Introducing Milford Sound
First sight of Milford Sound is stunning: still, dark waters out of which rise sheer rocky cliffs, and forests clinging to the slopes sometimes relinquish their hold, causing a ‘tree avalanche’ into the waters. The spectacular, photogenic 1692m-high Mitre Peak rises dead ahead. It’s a vista to make you go ‘ooo’. And there’s more – a cruise out on the waters of Milford Sound is the most accessible of trips on any of Fiordland’s famous sounds, complete with seals, dolphins and an almost guaranteed downpour of rain (an average of 7m per year!) that creates a spectacular deluge of cascading waterfalls and afterwards adds an appropriately moody mist to the scene.

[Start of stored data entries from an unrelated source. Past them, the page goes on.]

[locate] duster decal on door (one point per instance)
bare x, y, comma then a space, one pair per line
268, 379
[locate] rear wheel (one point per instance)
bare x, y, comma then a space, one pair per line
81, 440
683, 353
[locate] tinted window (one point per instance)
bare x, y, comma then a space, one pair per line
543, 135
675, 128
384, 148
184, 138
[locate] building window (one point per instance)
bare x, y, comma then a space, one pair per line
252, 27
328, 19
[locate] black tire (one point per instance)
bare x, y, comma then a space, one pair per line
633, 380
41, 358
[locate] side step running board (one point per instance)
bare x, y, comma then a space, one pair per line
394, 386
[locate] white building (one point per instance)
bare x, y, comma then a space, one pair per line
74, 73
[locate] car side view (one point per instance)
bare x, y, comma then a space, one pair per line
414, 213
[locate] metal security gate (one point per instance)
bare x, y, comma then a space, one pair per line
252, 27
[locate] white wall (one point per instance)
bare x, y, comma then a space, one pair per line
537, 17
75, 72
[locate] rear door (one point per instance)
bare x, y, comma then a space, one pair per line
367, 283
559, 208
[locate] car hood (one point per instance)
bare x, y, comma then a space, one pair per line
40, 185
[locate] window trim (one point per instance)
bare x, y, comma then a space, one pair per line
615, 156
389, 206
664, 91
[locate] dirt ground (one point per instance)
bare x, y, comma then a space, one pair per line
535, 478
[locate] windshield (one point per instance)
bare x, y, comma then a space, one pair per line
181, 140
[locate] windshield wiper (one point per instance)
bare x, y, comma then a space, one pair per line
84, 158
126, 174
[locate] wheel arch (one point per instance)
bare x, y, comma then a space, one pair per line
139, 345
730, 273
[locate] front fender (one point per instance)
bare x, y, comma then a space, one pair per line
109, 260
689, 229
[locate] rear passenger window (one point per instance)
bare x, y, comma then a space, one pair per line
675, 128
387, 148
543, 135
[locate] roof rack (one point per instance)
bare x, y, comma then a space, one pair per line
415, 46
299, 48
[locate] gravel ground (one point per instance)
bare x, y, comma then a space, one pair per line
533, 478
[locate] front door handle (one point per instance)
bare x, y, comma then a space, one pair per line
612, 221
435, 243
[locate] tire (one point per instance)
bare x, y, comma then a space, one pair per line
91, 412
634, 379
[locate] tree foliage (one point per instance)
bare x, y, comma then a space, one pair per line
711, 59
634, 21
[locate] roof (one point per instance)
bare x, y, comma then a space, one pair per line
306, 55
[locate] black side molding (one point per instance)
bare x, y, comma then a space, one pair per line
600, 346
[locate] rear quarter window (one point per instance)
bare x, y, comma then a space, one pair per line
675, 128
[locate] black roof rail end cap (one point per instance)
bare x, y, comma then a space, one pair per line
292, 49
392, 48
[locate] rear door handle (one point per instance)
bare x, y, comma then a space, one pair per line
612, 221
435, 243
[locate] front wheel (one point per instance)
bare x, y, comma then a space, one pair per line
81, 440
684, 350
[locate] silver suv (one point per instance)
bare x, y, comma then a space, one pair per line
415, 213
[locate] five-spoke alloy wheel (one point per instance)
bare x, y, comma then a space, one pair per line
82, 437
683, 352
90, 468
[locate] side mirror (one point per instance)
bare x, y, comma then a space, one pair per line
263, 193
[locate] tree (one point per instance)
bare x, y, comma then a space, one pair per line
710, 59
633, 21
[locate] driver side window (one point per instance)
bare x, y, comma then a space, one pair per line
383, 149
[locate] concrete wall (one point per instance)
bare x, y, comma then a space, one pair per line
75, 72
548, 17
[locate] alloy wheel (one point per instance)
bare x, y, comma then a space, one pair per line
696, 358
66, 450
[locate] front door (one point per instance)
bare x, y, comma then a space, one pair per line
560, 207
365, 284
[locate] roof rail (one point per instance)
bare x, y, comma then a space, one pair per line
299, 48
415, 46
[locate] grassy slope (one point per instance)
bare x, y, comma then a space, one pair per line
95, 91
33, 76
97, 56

One of NZ’s biggest tourist attractions, Milford Sound receives about half a million visitors each year, most of them crammed into the peak months (January and February). Some 14, 000 arrive by foot, via the Milford Track which ends at the sound, many more drive from Te Anau, but most arrive via the multitude of buses that pull into the cruise wharf. At peak times, the cruise terminal resembles a busy international air terminal. Nevertheless, when you get out on the water, all of this humanity seems tiny in the face of nature’s vastness.
The terminal area is also regularly swarming with ferocious sandflies. Thankfully they stay behind on land.
The rest of Milford township is fairly unimpressive for such a grand location. There’s really not much else to town apart from the cruise terminal and the carpark, though if you take the turn off to Deep Water Basin about 1km out of town, you can explore the small fishing wharf area.